Proof that an property is definable if and only if its axiomatiazable and its complement its axiomatizable

Question

For a homework of first-order logic I need to prove that a property, lets call it P, is definable if and only if P is axiomatizable and the complement of P is axiomatizable. I have no idea of how to solve this, if you can give me a hint I will appreciate it.

Thanks.

Answer 1

Hint: Let $T_1$ and $T_2$ axiomatize $P$ and its complement, respectively. Can you think of a sentence $\psi$ such that $T_1 \models \psi$ and $T_2 \models \neg \psi$, provided that $T_1 \cup T_2$ is inconsistent?

Solution:

By compactness theorem, there exist finitely many $\phi^i_1,\dots,\phi^i_{n_i} \in T_i$ $(i = 1,2)$ such that $\{\phi^i_k : 1 \le k \le n_i, i = 1,2\}$ is inconsistent. This implies $\models \bigwedge _ {1\le k \le n_1} \phi^1_k \rightarrow \bigvee_ {1 \le k \le n_2} \neg \phi^2_k$. Let $\psi$ denote the consequent of the conditional.
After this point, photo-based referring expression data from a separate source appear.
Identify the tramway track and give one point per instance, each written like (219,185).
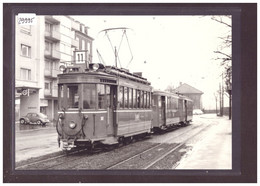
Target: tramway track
(128,163)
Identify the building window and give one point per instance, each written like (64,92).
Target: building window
(25,74)
(48,46)
(47,86)
(82,44)
(26,29)
(48,27)
(25,50)
(121,97)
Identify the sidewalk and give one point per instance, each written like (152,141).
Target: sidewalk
(214,151)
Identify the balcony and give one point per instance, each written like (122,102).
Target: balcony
(52,35)
(75,25)
(51,93)
(74,43)
(53,73)
(53,54)
(53,19)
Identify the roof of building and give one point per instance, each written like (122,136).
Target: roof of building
(187,89)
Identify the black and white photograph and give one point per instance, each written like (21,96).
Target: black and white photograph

Then $T_1 \models \psi$ and $T_2 \models \neg \psi$. Let me show $\psi$ defines $P$. Clearly any structure $\mathfrak M \in P$ satisfies $\psi$, since $\mathfrak M \models T_1$. Conversely, suppose $\mathfrak M \models \psi$. Then $\mathfrak M \not \models \neg \psi$, hence $\mathfrak M \not \models T_2$. Since $T_2$ axiomatizes the complement of $P$, we have $\mathfrak M \in P$.